Imberline waved a large hand.

"I am not impertinent enough to pry into Mr. Quennel's private affairs. Doubtless he had his reasons. It could have been no concern of Devan's anyway. The cobbler should stick to his last."

"Devan said that in front of Madeline Gray. And it's much easier to believe that he was trying to cover up Quenco's interest in suppressing Gray's discovery."

"Nonsense. Of course he was trying to spare Miss Gray's feelings."

"Pollyanna," said the Saint bluntly, "why the hell won't you see that Quennel is playing you for a sucker?"

He had said the wrong thing, and he knew it immediately. Imberline bridled and bulged again, his heavy face darkening. He stood up and boomed.

"Young man, that is not only an impudent suggestion — it's scandalous. Mr. Quennel is the head of a great corporation. A man of his standing has a duty to the public almost like that of a trustee. A great deal of harm has been done by cheap and irresponsible attempts to discredit some of our outstanding industrial leaders. But there is still a thing as business ethics; and thank God, sir, while there are still men of the caliber that has made America what it is today—"

"Spare me the speech," said the Saint mildly. "I seem to have read it before somewhere."

"If you expect to impress me with these wild and scurrilous innuendoes—"

"All I'd like to know," Simon said patiently, "is what you propose to do about it."

"Do?" brayed Imberline.

He seemed to have a defensive repugnance to the suggestion that it was up to him to do something.

"Yes." Simon left one swallow in his glass, and stood up also. He kept the stout satrap spitted on a gaze of coldly challenging sapphire. "Don't forget that you could be made to look rather funny yourself on the basis I mentioned a little while ago."

Imberline's eyes narrowed down into beady stubbornness.

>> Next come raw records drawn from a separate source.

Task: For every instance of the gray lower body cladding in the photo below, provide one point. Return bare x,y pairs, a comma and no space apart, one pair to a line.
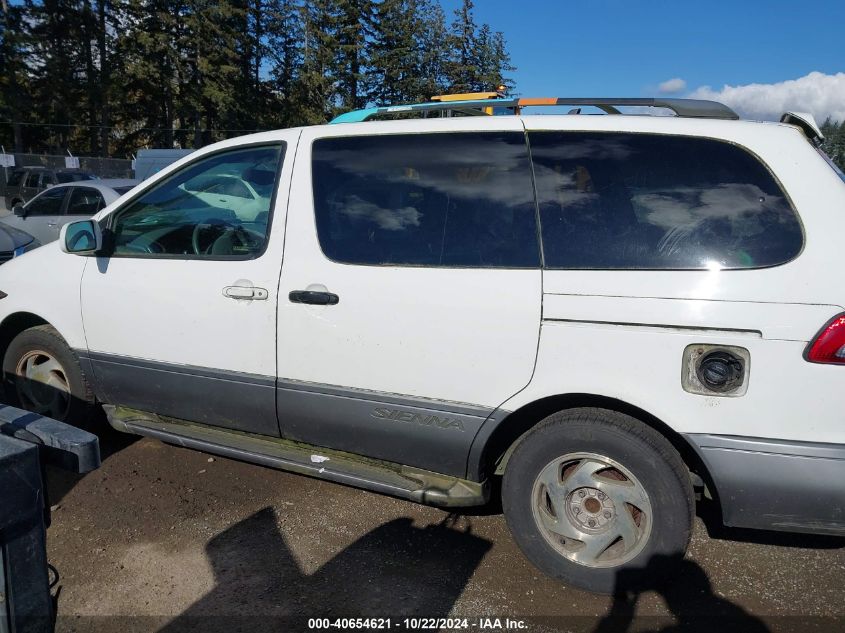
380,476
776,484
419,432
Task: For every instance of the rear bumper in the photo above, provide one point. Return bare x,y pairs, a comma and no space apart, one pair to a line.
776,484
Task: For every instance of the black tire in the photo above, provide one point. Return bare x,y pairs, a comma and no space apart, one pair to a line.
76,405
646,460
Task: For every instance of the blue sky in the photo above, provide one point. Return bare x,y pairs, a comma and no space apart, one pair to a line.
628,48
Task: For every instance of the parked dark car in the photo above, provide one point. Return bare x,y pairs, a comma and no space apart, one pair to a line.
25,183
14,242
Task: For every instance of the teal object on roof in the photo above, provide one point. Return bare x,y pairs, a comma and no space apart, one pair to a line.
358,116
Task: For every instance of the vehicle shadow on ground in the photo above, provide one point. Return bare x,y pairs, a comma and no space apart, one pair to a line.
58,483
688,594
397,568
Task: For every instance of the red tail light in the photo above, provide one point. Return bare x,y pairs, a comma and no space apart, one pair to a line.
829,344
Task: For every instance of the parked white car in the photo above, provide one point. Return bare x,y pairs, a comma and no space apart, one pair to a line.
45,215
611,312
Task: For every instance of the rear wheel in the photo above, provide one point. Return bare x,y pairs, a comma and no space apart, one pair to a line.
42,374
591,494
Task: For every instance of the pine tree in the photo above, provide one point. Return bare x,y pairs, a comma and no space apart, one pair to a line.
462,71
393,53
351,20
285,36
12,77
433,46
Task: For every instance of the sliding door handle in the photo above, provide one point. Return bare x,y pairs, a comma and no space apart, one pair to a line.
313,297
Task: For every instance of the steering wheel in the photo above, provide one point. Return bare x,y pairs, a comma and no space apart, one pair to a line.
219,229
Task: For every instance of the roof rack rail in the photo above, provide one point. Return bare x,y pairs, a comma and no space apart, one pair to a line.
692,108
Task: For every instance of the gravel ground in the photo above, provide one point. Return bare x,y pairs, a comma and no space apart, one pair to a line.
167,539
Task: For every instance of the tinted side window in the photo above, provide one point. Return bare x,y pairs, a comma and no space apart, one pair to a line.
15,178
462,200
84,201
628,201
48,203
176,219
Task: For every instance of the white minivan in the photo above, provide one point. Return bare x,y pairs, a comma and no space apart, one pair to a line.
610,312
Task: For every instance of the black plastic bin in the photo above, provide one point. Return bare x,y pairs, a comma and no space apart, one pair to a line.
28,442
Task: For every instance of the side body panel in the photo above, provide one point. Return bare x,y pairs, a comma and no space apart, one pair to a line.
420,355
622,335
162,336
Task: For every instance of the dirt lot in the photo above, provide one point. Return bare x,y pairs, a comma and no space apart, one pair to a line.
177,540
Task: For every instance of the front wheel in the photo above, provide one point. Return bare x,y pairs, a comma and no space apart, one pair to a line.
42,374
590,495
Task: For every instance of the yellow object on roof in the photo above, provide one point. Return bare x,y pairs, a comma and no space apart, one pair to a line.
467,96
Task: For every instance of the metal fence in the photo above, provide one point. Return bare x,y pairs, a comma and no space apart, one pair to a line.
102,167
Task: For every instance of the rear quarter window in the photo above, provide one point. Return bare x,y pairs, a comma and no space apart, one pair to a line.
646,201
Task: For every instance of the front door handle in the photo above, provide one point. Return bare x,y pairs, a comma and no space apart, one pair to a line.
313,297
251,293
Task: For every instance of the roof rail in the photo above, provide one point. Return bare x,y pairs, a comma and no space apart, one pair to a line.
694,108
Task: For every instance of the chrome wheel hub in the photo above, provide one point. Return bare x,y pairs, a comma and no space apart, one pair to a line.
592,510
42,384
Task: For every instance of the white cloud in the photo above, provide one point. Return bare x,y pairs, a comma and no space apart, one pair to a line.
821,94
671,86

"I shall verify your statements, naturally. As a Public Servant, I am obliged to do that. If they have any truth in them — and I still haven't discarded the idea that the whole thing may be a fabrication of your own — there will of course be a thorough investigation. But I'm quite sure that there is some perfectly simple explanation."

"I'm quite sure there is," said the Saint. "Only you haven't seen it yet."

"Now will you get the hell out of here again? I have an engagement in a few minutes."

Simon nodded, and glanced at his watch. He emptied his glass and set it down.

"So have I, brother. So just remember what I'm going to do."

"Next time, you can make a proper appointment for it."

"I'm going to make an appointment," said the Saint. "With the FBI. Tomorrow. In the course of which I shall mention your name in connection with that Madeline Gray business, and your dropping of Calvin Gray on Hobart Quennel's say-so. So if you haven't taken some steps by that time, the Proper Authorities will want to know why." He dragged the last value out of his cigarette and crushed it out in the nearest ashtray. "I hope you will all have a bouncing reunion."

He closed the door very silently behind him; and as the elevator took him down he was cheered by the thought that he had been able to insert at least one lively bluebottle in the balm of the Ungodly. Frank Imberline might be the nearest thing to a well-schooled moron; he might fume and boom and cling dogmatically to all his platitudes; but a seed had been planted in his approximation of a mind, and if it ever got a root in there it would be as immovable as all his bigotries. The fatuous honesty, or honest fatuousness, which had made him such a perfect tool might boomerang in a most diverting way.